We didn't have nearly enough time to conduct battery life testing. However, we were able to measure the power consumption of a couple of tablets—one based on Clover Trail and the other on Bay Trail—at the battery connect point.
What we saw was very similar power consumption from one generation to the next. Both tablets tended to idle at about 2 W of power draw, and both used 3-4 W during video playback. Total system power draw is probably a bit higher during CPU- and GPU-intensive workloads, but we didn't get any full-platform power use numbers for such scenarios.

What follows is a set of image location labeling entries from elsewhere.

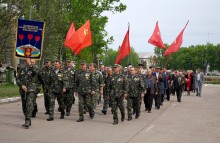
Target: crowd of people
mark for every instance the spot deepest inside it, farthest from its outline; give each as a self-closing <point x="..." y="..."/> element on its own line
<point x="114" y="83"/>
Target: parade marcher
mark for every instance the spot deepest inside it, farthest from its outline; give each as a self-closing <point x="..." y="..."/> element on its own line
<point x="140" y="71"/>
<point x="179" y="82"/>
<point x="189" y="82"/>
<point x="135" y="93"/>
<point x="106" y="95"/>
<point x="27" y="88"/>
<point x="38" y="87"/>
<point x="198" y="82"/>
<point x="57" y="88"/>
<point x="45" y="80"/>
<point x="85" y="91"/>
<point x="160" y="81"/>
<point x="167" y="79"/>
<point x="152" y="90"/>
<point x="118" y="88"/>
<point x="69" y="85"/>
<point x="98" y="83"/>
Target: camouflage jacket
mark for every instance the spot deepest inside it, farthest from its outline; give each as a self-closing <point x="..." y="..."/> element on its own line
<point x="27" y="76"/>
<point x="69" y="78"/>
<point x="83" y="80"/>
<point x="97" y="80"/>
<point x="107" y="84"/>
<point x="45" y="77"/>
<point x="135" y="85"/>
<point x="56" y="81"/>
<point x="118" y="85"/>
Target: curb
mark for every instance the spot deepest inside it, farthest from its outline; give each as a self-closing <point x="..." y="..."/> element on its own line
<point x="14" y="99"/>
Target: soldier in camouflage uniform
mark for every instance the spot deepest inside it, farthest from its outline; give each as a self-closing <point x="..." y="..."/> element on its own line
<point x="85" y="91"/>
<point x="38" y="86"/>
<point x="27" y="87"/>
<point x="69" y="74"/>
<point x="45" y="80"/>
<point x="98" y="83"/>
<point x="106" y="95"/>
<point x="118" y="88"/>
<point x="135" y="93"/>
<point x="57" y="88"/>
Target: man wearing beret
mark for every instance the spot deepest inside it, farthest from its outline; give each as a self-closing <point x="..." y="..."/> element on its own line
<point x="118" y="89"/>
<point x="85" y="91"/>
<point x="69" y="86"/>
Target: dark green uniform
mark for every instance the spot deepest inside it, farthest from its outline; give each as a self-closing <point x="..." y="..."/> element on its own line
<point x="118" y="88"/>
<point x="56" y="87"/>
<point x="106" y="95"/>
<point x="69" y="85"/>
<point x="97" y="81"/>
<point x="26" y="77"/>
<point x="135" y="89"/>
<point x="84" y="88"/>
<point x="45" y="78"/>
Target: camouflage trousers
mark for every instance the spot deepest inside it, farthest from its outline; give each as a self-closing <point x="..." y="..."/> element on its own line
<point x="46" y="99"/>
<point x="135" y="103"/>
<point x="96" y="99"/>
<point x="68" y="99"/>
<point x="106" y="101"/>
<point x="28" y="100"/>
<point x="86" y="100"/>
<point x="52" y="98"/>
<point x="118" y="102"/>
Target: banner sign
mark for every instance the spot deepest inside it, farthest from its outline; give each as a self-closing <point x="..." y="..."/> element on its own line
<point x="29" y="41"/>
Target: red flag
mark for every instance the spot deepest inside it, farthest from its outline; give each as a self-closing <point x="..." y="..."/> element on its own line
<point x="124" y="49"/>
<point x="83" y="38"/>
<point x="156" y="39"/>
<point x="175" y="46"/>
<point x="69" y="34"/>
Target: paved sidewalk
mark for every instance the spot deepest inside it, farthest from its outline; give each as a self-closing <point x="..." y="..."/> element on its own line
<point x="195" y="119"/>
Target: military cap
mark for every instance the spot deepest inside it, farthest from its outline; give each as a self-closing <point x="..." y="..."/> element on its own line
<point x="82" y="63"/>
<point x="116" y="65"/>
<point x="140" y="64"/>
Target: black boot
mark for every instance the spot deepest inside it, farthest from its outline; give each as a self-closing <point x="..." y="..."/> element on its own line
<point x="81" y="119"/>
<point x="50" y="119"/>
<point x="62" y="115"/>
<point x="115" y="122"/>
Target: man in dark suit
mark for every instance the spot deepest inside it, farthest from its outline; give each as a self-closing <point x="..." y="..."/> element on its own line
<point x="160" y="81"/>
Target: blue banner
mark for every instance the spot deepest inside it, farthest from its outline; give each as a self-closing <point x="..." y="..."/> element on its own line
<point x="29" y="41"/>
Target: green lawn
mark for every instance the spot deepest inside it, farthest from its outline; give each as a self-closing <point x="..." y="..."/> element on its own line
<point x="8" y="90"/>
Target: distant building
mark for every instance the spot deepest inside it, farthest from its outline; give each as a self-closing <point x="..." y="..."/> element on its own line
<point x="146" y="58"/>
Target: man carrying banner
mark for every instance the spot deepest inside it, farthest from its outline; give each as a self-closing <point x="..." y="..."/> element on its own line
<point x="26" y="78"/>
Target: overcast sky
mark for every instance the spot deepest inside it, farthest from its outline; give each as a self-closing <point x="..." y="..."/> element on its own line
<point x="172" y="15"/>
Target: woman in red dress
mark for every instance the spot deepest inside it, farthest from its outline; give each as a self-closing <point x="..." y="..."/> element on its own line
<point x="189" y="82"/>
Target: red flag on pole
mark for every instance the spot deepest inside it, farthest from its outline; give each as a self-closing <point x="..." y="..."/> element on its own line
<point x="83" y="38"/>
<point x="175" y="46"/>
<point x="124" y="49"/>
<point x="69" y="34"/>
<point x="156" y="39"/>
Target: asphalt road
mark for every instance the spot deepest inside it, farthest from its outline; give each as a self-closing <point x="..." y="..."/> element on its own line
<point x="194" y="120"/>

We also got a look at the individual power consumption of our tablets' graphics and CPU components in two scenarios: gaming and SunSpider testing.

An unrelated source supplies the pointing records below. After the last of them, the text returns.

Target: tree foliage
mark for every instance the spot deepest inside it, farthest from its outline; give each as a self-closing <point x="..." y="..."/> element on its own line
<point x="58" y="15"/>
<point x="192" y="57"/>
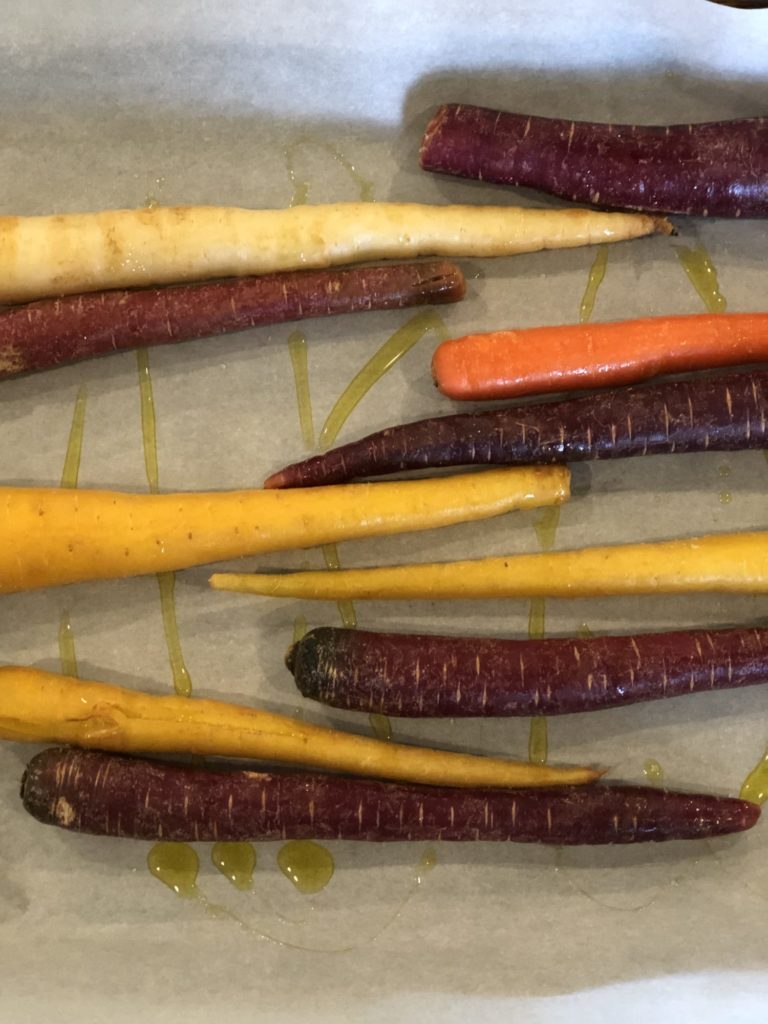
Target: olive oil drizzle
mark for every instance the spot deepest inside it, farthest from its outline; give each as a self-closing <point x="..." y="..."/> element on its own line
<point x="70" y="477"/>
<point x="596" y="276"/>
<point x="380" y="363"/>
<point x="237" y="861"/>
<point x="298" y="352"/>
<point x="702" y="274"/>
<point x="67" y="651"/>
<point x="71" y="471"/>
<point x="653" y="772"/>
<point x="755" y="786"/>
<point x="166" y="581"/>
<point x="308" y="865"/>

While gaming, the Clover Trail system's graphics drew about 650 mW, and the CPU drew 700 mW. The Bay Trail system's total power use wasn't far from Clover Trail's, but the mix was very different, with 1.2W going to the IGP and 100-150 mW heading to the CPU. To be fair, though, the Bay Trail IGP was driving a much higher-resolution display.
In SunSpider, the CPU/GPU split on Clover Trail was 900/350 mW, while Bay Trail's was 1000/475 mW—again, comparable total power use. Of course, Bay Trail finished the SunSpider test in half the time and then dropped back to idle, so it was easily the more power-efficient solution overall.
I think the big takeaway here is that Bay Trail's power consumption habits should make it suitable for eight-hour-plus battery run times in tablets, much like Clover Trail before it. The big change is that you'll be getting substantially higher performance at the same time.
The results we've shown you are admittedly early indicators, but they all seem to point to the same conclusion: that Intel has brought its considerable resources to bear on the tablet SoC market and delivered a best-in-class solution. The Silvermont CPU microarchitecture is a huge step up in per-thread performance, which is just what the Atom has needed for a while now. Bay Trail's graphics are substantially better, too.
The question now is whether Bay Trail can find its way into the hands of consumers in really large numbers, which is the true measure of success for any consumer-focused SoC. For that to happen, Intel doesn't just need to collect lots of design wins in various tablets and convertibles. Bay Trail has to ship inside of systems that are really good, the sort that can be truly popular with consumers. Whether that's more likely to happen with devices based on Android or Windows 8.1 is tough to say. Windows-based convertibles still seem to have tremendous promise, and Bay Trail should allow for the creation of some compelling systems. But Microsoft has barely put a dent in the tablet market so far. Android may be the better opportunity.
At any rate, Intel certainly seems to be doing its part; its tablet SoC offering has made major strides from one generation to the next.